US 12,450,928 B2
Resolution-based extraction of textual content from video of a communication session
Renjie Tao, Sunnyvale, CA (US)
Assigned to Zoom Communications, Inc., San Jose, CA (US)
Filed by Zoom Communications, Inc., San Jose, CA (US)
Filed on Jun. 4, 2022, as Appl. No. 17/832,640.
Prior Publication US 2023/0394858 A1, Dec. 7, 2023
Int. Cl. G06V 30/148 (2022.01); G06V 20/40 (2022.01); G06V 30/146 (2022.01)

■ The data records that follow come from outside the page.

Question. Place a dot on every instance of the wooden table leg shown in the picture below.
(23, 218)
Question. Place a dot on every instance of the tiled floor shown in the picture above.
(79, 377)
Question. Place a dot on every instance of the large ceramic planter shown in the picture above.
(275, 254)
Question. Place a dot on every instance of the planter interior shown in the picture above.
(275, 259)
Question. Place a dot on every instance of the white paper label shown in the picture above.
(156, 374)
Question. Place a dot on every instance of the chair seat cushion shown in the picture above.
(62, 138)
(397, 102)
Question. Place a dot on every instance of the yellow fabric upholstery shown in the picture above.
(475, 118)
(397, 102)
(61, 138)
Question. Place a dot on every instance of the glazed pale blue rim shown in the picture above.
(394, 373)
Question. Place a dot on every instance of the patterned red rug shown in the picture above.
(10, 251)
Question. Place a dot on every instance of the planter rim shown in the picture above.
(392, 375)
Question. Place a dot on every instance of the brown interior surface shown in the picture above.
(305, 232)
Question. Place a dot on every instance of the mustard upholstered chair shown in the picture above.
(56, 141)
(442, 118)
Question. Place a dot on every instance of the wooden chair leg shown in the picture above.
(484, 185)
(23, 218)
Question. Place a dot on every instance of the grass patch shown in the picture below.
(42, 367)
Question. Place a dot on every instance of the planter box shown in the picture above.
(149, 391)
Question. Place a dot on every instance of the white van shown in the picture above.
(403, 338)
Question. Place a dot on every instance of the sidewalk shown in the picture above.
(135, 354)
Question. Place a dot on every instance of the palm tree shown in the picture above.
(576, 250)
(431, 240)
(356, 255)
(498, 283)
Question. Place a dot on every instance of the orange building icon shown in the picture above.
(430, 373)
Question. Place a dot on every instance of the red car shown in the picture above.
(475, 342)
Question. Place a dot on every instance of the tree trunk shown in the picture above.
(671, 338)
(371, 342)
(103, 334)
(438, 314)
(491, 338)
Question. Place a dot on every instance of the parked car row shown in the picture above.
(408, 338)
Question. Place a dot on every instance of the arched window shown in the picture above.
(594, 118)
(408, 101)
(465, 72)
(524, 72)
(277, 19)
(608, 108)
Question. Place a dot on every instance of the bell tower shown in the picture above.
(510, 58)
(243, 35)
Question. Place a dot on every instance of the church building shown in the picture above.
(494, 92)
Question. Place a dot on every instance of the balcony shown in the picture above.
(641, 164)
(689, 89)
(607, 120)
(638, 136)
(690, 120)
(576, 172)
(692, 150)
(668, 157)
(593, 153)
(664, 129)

CPC G06V 30/153 (2022.01) [G06V 20/46 (2022.01); G06V 20/49 (2022.01); G06V 30/147 (2022.01)] 20 Claims
OG exemplary drawing
 
1. A method, comprising:
receiving video content of a communication session comprising a plurality of participants;
extracting high-resolution versions and low-resolution versions of frames from the video content;
classifying the low-resolution frames of the video content;
identifying one or more low-resolution distinguishing frames comprising text;
for each low-resolution distinguishing frame comprising text:
detecting a title within the frame,
cropping a title area with the title within the frame, and
extracting, via optical character recognition (OCR), the title from the cropped title area of the high-resolution version of the frame;
extracting, via OCR, textual content from the high-resolution versions and the low-resolution distinguishing frames comprising text; and
transmitting, to one or more client devices, the extracted textual content and the extracted titles.